The Post-Dispatch reported on October 29, 1988 that Akin, who was elected days later to public office, “spoke to about 35 anti-abortion activists” planning to block clinic doors the next day. He said, “As far as I am concerned, you are the freedom fighters of America.” “My hat is off to you,” he continued.
The article identified Dreste as director of Whole Life Ministries, “a new anti-abortion group in St. Louis.” “We’re going to tell her we’re not going to allow her to kill her baby,” he said. Dreste made clear that protesters would block the clinic doors and refuse police orders to move. “We will tell (police) we will obey God’s law before we obey man’s law.” Sound familiar?

Right Wing Watch promises even more information about Akin’s radical anti-choice group ties, but it’s Salon that gives the rest of the story, including Akin’s involvement with a local militia group as well as an ongoing relationship with Dreste, who eventually was convicted for threatening providers.

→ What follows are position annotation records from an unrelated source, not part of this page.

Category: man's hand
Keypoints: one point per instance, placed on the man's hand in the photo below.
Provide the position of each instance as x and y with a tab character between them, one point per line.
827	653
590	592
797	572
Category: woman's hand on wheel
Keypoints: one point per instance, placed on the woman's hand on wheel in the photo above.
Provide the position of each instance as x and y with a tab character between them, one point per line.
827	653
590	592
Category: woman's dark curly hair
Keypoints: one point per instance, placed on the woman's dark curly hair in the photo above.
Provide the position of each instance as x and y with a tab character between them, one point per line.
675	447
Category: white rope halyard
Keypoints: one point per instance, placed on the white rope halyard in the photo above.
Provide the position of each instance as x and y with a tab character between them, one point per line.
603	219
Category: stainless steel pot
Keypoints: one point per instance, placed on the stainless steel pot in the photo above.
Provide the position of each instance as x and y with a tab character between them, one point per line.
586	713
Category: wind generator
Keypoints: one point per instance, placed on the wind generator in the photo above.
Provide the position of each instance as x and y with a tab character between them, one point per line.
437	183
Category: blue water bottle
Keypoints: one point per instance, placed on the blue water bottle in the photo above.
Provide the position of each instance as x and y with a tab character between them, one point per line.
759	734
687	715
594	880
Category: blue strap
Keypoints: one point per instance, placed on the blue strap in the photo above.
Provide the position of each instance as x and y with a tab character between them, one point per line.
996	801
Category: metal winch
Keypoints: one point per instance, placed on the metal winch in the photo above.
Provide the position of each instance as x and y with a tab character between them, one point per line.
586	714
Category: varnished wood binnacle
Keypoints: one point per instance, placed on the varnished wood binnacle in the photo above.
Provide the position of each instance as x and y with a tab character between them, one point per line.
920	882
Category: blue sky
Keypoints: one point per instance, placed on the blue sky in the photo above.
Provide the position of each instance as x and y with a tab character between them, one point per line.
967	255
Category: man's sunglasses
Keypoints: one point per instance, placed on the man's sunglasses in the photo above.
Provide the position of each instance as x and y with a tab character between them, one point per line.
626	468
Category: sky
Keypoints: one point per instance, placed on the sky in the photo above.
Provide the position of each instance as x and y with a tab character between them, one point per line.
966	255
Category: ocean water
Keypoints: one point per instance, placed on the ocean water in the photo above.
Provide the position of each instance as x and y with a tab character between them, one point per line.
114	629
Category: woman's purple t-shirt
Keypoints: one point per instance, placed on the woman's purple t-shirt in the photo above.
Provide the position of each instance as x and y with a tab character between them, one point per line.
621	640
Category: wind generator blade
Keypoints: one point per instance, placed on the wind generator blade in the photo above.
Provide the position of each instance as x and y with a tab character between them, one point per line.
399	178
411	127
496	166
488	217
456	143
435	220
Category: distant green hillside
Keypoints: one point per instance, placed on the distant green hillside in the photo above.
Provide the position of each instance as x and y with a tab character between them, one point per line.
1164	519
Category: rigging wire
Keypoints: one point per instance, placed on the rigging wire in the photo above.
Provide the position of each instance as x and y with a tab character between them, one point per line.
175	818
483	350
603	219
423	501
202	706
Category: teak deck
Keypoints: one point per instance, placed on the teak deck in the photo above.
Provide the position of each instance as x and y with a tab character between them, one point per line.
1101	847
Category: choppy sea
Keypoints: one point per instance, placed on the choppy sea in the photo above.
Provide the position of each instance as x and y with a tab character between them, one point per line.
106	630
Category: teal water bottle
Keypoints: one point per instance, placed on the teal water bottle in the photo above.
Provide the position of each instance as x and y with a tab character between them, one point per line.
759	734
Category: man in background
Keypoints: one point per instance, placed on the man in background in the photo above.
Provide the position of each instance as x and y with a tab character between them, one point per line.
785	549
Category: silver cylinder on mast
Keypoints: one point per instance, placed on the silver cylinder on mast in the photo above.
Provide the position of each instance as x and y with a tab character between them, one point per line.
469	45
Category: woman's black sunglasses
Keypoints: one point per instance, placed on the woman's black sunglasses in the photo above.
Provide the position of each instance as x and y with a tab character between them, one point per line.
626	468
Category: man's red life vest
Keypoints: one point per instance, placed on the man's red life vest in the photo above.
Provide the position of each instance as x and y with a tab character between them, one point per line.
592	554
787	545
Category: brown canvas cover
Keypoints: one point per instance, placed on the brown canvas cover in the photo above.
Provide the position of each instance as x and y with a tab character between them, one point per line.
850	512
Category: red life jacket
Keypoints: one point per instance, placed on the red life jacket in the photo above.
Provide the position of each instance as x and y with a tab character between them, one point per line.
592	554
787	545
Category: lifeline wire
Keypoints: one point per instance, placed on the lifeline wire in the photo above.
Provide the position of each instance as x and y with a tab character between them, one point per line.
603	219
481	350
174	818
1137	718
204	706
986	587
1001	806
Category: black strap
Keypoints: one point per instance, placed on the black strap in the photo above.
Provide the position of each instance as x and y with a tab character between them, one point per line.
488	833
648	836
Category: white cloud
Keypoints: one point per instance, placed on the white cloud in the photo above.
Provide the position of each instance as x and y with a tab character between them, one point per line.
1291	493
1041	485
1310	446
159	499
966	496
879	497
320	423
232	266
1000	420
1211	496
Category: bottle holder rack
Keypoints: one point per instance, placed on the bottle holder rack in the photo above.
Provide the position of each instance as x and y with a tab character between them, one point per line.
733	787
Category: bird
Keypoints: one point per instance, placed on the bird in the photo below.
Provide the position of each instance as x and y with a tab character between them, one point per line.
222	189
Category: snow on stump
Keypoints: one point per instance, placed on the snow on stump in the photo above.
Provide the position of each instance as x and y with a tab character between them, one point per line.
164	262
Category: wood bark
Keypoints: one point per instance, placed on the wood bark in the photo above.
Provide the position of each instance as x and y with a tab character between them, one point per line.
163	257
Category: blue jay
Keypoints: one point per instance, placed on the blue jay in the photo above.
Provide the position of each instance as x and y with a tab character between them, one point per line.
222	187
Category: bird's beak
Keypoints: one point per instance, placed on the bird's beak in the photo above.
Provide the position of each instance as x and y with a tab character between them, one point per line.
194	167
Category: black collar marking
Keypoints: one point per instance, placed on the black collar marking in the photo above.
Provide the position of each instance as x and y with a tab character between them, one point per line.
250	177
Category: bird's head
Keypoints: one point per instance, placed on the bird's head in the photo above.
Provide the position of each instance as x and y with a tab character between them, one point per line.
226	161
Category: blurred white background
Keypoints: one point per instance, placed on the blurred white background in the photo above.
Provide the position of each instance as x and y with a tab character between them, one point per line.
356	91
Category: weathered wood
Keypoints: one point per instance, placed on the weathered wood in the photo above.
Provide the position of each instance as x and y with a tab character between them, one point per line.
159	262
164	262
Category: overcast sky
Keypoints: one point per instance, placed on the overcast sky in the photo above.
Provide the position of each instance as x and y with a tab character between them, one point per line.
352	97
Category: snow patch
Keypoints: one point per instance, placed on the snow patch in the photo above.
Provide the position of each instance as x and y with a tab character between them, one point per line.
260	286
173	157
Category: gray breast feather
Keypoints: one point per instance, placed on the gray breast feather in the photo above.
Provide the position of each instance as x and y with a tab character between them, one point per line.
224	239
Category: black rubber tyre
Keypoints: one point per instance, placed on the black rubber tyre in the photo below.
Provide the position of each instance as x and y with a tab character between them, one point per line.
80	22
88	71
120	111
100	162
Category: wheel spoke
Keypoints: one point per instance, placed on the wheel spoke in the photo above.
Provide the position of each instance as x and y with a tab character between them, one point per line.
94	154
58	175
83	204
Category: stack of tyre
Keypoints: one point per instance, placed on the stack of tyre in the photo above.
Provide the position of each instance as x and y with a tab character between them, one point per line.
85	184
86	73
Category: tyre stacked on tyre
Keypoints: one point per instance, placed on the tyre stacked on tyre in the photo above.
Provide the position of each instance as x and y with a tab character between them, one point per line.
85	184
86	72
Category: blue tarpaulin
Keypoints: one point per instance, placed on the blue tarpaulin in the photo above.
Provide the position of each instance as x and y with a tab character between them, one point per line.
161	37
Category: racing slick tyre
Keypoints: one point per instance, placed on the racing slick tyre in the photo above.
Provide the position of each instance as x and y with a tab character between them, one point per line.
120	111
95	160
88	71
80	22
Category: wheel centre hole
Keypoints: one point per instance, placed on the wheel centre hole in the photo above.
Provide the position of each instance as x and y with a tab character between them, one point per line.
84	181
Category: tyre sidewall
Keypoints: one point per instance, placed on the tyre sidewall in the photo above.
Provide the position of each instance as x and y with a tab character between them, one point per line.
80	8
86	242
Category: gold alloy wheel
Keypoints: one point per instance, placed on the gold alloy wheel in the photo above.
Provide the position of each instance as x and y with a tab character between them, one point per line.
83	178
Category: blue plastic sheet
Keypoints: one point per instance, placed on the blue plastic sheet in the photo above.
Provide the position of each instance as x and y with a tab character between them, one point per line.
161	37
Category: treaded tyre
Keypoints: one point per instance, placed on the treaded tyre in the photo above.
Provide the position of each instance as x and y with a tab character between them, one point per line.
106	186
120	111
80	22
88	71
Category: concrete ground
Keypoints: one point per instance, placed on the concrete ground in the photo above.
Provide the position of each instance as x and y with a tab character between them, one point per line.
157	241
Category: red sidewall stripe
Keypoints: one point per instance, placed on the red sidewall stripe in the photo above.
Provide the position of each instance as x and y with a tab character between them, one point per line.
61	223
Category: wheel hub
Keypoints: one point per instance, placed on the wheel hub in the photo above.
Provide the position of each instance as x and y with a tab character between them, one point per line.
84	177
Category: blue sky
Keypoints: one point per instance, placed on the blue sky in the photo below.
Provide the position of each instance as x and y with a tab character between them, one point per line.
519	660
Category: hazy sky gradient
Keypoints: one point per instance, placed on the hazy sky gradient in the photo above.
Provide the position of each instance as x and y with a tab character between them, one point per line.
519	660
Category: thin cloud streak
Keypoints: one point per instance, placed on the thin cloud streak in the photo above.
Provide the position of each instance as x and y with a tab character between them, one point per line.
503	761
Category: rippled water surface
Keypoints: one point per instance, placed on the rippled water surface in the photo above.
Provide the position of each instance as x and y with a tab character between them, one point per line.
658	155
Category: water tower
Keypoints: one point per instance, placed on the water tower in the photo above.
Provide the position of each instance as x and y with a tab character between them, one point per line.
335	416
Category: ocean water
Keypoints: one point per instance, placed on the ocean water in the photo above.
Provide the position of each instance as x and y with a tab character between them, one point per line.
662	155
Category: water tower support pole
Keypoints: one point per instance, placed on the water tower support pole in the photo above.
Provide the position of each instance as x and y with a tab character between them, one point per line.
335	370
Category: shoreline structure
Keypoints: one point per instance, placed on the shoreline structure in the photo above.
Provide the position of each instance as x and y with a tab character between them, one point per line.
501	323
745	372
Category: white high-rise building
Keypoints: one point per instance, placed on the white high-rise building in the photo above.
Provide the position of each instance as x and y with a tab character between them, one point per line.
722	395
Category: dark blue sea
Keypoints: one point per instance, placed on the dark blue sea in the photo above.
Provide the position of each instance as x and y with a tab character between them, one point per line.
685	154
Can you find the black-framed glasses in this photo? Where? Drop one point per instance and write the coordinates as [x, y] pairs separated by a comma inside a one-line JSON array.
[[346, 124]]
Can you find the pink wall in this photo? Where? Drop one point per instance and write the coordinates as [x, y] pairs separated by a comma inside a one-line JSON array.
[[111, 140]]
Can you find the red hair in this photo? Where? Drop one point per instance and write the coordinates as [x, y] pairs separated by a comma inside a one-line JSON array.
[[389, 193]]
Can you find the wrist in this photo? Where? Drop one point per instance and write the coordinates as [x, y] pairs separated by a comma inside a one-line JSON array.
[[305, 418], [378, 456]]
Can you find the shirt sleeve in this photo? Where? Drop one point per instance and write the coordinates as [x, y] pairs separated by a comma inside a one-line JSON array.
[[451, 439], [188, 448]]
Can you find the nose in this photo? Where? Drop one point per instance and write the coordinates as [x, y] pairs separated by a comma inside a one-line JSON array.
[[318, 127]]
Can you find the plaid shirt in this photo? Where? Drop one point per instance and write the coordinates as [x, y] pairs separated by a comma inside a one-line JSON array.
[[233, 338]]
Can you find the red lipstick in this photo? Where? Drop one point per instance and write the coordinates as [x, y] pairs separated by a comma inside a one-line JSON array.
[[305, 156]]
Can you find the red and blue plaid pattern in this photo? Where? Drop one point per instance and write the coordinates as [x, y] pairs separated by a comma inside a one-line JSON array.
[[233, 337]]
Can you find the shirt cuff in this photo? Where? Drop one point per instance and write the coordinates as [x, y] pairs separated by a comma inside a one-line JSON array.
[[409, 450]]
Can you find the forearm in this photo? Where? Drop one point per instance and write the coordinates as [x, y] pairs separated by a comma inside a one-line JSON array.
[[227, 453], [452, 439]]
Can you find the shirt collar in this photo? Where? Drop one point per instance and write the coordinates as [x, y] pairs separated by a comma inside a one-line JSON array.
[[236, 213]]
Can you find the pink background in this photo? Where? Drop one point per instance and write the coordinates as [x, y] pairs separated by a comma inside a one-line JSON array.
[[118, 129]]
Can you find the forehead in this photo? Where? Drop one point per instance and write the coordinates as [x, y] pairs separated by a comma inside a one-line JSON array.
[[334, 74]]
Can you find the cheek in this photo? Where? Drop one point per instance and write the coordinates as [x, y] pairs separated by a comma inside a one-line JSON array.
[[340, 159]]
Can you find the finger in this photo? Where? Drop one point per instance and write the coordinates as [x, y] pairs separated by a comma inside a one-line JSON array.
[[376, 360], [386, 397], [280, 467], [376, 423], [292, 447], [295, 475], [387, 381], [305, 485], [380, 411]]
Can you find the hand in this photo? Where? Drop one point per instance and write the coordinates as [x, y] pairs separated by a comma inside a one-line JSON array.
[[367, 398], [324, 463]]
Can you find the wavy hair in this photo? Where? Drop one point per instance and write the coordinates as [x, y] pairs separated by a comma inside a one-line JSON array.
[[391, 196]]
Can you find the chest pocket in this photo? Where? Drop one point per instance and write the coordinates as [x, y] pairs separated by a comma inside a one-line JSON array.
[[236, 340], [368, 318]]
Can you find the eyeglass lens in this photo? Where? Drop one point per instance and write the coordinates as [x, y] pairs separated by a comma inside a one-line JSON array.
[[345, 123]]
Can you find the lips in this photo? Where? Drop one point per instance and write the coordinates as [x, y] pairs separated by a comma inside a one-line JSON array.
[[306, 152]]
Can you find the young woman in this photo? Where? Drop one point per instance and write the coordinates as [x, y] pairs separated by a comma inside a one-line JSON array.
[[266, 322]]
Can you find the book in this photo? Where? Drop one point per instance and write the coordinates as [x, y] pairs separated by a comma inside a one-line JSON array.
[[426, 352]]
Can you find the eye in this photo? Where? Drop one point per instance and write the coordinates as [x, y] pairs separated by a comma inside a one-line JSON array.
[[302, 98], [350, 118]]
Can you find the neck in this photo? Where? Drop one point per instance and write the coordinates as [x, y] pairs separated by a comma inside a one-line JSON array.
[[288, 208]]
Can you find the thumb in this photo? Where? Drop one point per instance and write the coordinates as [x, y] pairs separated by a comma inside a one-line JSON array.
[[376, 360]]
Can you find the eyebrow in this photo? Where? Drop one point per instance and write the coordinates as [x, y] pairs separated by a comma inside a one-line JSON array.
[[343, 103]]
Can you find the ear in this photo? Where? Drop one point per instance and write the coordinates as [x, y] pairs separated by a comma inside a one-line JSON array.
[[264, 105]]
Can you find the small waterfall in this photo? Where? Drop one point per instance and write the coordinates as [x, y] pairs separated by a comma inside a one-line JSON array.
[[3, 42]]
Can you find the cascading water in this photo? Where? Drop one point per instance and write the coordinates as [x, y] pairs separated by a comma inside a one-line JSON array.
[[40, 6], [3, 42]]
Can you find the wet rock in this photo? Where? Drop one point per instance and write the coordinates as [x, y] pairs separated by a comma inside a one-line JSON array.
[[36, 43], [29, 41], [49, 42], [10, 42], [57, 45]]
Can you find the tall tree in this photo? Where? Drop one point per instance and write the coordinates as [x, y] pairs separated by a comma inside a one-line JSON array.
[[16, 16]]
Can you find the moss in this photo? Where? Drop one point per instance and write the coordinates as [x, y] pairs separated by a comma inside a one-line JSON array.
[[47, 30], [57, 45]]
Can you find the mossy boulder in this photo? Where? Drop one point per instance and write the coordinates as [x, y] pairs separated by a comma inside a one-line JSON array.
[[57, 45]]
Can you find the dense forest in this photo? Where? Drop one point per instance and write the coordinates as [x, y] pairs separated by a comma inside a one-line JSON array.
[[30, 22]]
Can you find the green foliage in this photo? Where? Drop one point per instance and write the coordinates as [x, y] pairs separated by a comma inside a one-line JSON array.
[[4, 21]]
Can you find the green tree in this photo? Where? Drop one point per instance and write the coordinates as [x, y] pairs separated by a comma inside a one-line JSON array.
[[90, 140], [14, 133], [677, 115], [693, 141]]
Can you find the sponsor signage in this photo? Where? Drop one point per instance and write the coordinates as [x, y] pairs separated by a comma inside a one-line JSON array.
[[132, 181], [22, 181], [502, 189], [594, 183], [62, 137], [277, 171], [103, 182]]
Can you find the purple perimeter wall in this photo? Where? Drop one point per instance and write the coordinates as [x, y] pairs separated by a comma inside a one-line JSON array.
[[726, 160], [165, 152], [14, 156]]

Here’s the coda on Dreste: In 1988 he was convicted in federal court for inciting violence against abortion doctors throughout the 1980s and 1990s, which were deemed “true threats” not protected by First Amendment. “It was a federal trial watched around the country,” the Riverfront Times noted in a lengthy profile of the activist from 1999. Dreste and his compatriots were not charged in any of the 40 clinic bombings or seven murders that took place in the U.S. between 1983 and 1999, some of which they were suspected of being involved in, but rather of invoking violence via their websites and other publications under a novel use of federal racketeering laws. “I find that each defendant acted with specific intent and malice in a blatant and illegal communication of true threats to kill, assault or do bodily harm to each of the plaintiffs and with the specific intent to interfere with or intimidate the plaintiffs from engaging in legal medical practices and procedures,” U.S. District Judge court judge Robert E. Jones wrote in his ruling.

With so many ties to violent radical rightwing groups coming to the surface (some of which appear to not even be fully severed) is it any wonder that Akin is instead embracing a literal “dog and pony” show as a distraction technique?